Rebecca Berrigan at Leafnode, the IBP’s longstanding partner in development, has spearheaded this effort with ISU and iPlant for the IBP and believes the relationship has already brought about some major positive impacts: “The BMS was originally envisaged to be a single computer application, but has now grown to be a multi-user, web-driven system, capable of data sharing and API integration. The BMS will naturally deploy onto any Web Server, but the installation of the BMS on iPlant’s CI allows us to run on high-powered systems, integrating with large data stores. It also stretches the BMS into the world of high-throughput phenotyping and image processing. We are keen to see the BMS fully utilise all its capabilities in data storage, retrieval and multi-system integration – and the chance to contribute to high quality research at the same time is exciting.”
Although the BMS will continue to be available as a stand-alone application, with the next version (v4.0) it will also be possible to deploy the BMS as a true web application on a local intranet or through a cloud service provider.
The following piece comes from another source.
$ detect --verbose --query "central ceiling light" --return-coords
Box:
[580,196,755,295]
A number of other important new features are being incorporated in view of this next release, among which:
Jack Gardiner, a data curator for the Lawrence Lab, is new to using the BMS, but he is happy working with the solution chosen to support G2F. “It looks like the IBP has anticipated a lot of our needs as a group in terms of what traits we want to enter into the BMS and what other kinds of metadata we want to record. So I would say overall my experience has been good, he says. “Within a couple hours of poking around I figured out where almost everything was, so I think that’s pretty good for something as detailed as the BMS. I haven’t seen solutions as comprehensive as this one.”
“This is a true collaboration where everybody gets a win,” concludes Carolyn. “My own group wanted to be able to give our stakeholders in Genomes to Fields a place to put their data and share it; people working at IBP want an example of people that are using their BMS solution so they can show others how to use it; and people at iPlant need something of this ilk to be able to demonstrate that the cyber-infrastructure that they’ve developed is useful to scientists. So we all need each other.”
“Together we will do great things,” agrees Jeremy DeBarry, a Scientific Analyst at iPlant. “Integrating genomics and environmental science to understand crop biology will directly benefit humanity's ability to feed itself. This is the 'sweet spot' where the cyber-infrastructure is being used to facilitate research that will benefit mankind.”